Therefore, in vivo activity of androgens is a mix of genomic and nongenomic effects, but also the consequence of the impact of androgens on the metabolic milieu. Insulin resistance and increase of visceral fat are the most well-understood negative effects of hyperandrogenism in women, which in turn are implicated in maintaining hyperandrogenism and in increasing CV risk also through the impact on chronic low-grade inflammation [27].
T is the main active circulating androgen, and it is classically used to diagnose hyperandrogenism in women with PCOS. However, current state-of-the-art hyperandrogenism in PCOS is expanded to DHT, 4-A, formulaic estimations of free T [48], as well as 11-oxygenated androgens. 4-A in particular is the most frequently increased androgen in PCOS [49]. Moreover, it has been recently demonstrated that 11 oxygenated androgens make up more than 50% of circulating androgens in PCOS [41].
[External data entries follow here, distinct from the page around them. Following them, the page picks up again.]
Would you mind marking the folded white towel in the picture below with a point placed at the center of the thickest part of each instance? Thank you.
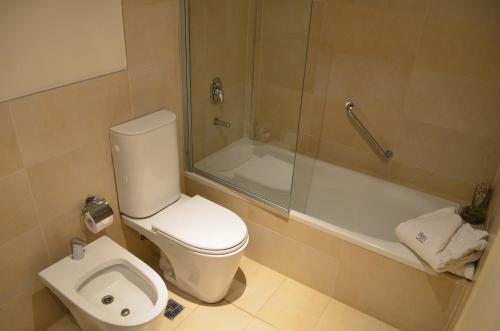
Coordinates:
(466, 245)
(443, 240)
(465, 271)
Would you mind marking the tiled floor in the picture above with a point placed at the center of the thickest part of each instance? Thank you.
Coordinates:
(261, 299)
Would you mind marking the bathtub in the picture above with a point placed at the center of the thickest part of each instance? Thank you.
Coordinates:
(358, 208)
(352, 206)
(263, 169)
(359, 261)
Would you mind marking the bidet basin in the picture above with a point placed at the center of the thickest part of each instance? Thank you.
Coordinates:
(109, 289)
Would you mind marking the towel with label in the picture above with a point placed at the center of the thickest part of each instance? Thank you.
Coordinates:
(444, 241)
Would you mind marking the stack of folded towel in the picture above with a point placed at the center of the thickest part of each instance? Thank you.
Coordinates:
(444, 241)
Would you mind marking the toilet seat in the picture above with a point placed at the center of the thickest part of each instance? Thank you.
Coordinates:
(202, 226)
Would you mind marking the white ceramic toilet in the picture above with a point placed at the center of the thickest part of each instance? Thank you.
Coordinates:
(201, 242)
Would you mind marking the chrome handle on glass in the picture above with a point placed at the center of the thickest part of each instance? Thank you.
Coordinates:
(386, 154)
(216, 92)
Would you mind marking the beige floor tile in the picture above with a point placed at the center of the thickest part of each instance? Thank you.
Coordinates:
(258, 325)
(253, 285)
(294, 307)
(338, 316)
(219, 317)
(64, 324)
(190, 304)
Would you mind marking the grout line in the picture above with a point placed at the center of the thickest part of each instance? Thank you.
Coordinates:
(322, 313)
(272, 294)
(187, 316)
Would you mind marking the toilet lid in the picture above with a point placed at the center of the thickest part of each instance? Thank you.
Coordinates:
(202, 224)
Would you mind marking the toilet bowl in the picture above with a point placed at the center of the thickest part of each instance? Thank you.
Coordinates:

Therefore, PCOS is characterized by hyperandrogenism, which by itself and through different mechanisms can increase risk of CV disease. Nevertheless, in PCOS there is a need for a more precise definition and quantification of hyperandrogenism [50], with an aim to provide more reliable tools to evaluate future CV disease risk.
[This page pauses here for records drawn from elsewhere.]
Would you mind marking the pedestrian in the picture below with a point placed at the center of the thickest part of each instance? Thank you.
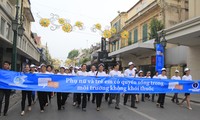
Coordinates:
(25, 94)
(5, 92)
(161, 97)
(140, 75)
(92, 73)
(130, 72)
(187, 77)
(175, 77)
(62, 96)
(154, 77)
(42, 96)
(83, 72)
(115, 73)
(99, 96)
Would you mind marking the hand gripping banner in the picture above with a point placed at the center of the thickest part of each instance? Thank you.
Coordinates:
(80, 84)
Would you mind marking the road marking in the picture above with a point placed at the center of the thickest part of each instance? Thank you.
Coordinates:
(140, 113)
3.2. Estrogen-Progesterone Imbalance

In healthy pre-menopausal women, estradiol (E2) is the most potent circulating estrogen, and most of E2 comes from the activity of aromatase in granulosa cells of the ovary by conversion of thecal T. This makes E2 very dependent on cyclical changes in the ovary during the menstrual cycle, and also on age-related transformations. It was shown that average E2 levels in women are stable or slightly increase during the reproductive years, and then around two years before menopause, they start to fluctuate wildly and then practically disappear from the circulation with menopause. This coincides with the aforementioned increase in CV disease in women. This association sparked questions about the potential beneficial effect of hormonal replacement therapy (HRT) in reducing CV events in women in the menopausal period. However, no clinical trial to date has shown a benefit through either CV disease risk makers like carotid intima media thickness (cIMT) or CV events incidence. The Women’s Health Initiative study (WHI) registered increased CV events in women who took HRT in post-menopause, but that study had a limitation in that the women were already 10 or more years post-menopausal when they started the trial [51]. A recently published RCT (Kronos Early Estrogen Prevention Study), performed in early-state menopausal women without pre-existing CV disease, has not shown an increase in CV events nor in CVD risk markers (cIMT, coronary artery calcium), but did not show a benefit to HRT in this regard either [52].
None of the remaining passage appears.